E Rin lhe parecera aterrorizada com o que ouvia. Por mais liberdade e aventura que desejasse vivenciar, ela ainda continuava sendo uma Griffin.

-#Pode ficar com raiva se desejar – ele sussurrou em um tom suave. - Mas não espere que eu peça desculpas por nada. Gastei muito tempo e energia me tornando o que sou. E não vou mudar por ninguém. - Não tinha intenção de admitir que recentemente a idéia de quem se tornara começava a perturbar seu sono.

-#Muito bem – Rin disse depois de um momento. - Apenas não me fale mais sobre regras.

Ora, ela ainda estava falando com ele e nem havia se retirado, ofendida.

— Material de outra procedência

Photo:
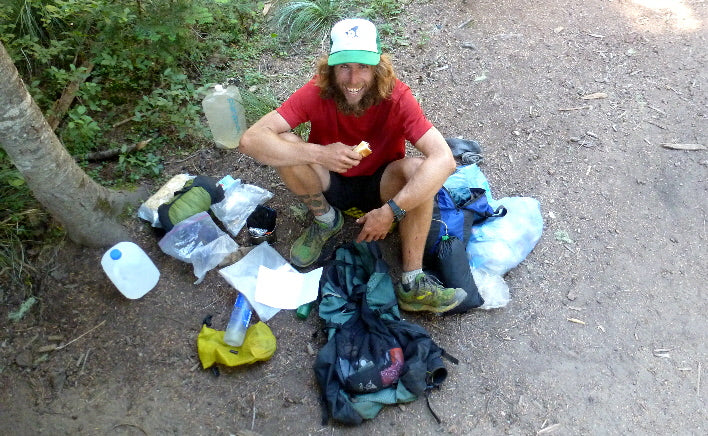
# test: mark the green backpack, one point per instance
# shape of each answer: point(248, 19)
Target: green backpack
point(196, 196)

Rin Griffin era uma mulher notável.

-#Sem promessas. E diga a Melbourne o que desejar – Deverill murmurava, servindo-se de um biscoito numa travessa que havia sobre a mesa de doces e refrescos. - Eu mesmo não contei nada ainda ao duque por causa de Naraku. Eu já tinha avisado ao patife o que poderia acontecer a ele se ornasse a se aproximar de você. Acontece que ele não acreditou em minha palavra.

Rin dirigiu um olhar preocupado a Sesshoumaru.

-#Não vai matá-lo, não é?

-#Ainda não sei oque farei. Mas não deveria se preocupar com esse cretino. E falo sério.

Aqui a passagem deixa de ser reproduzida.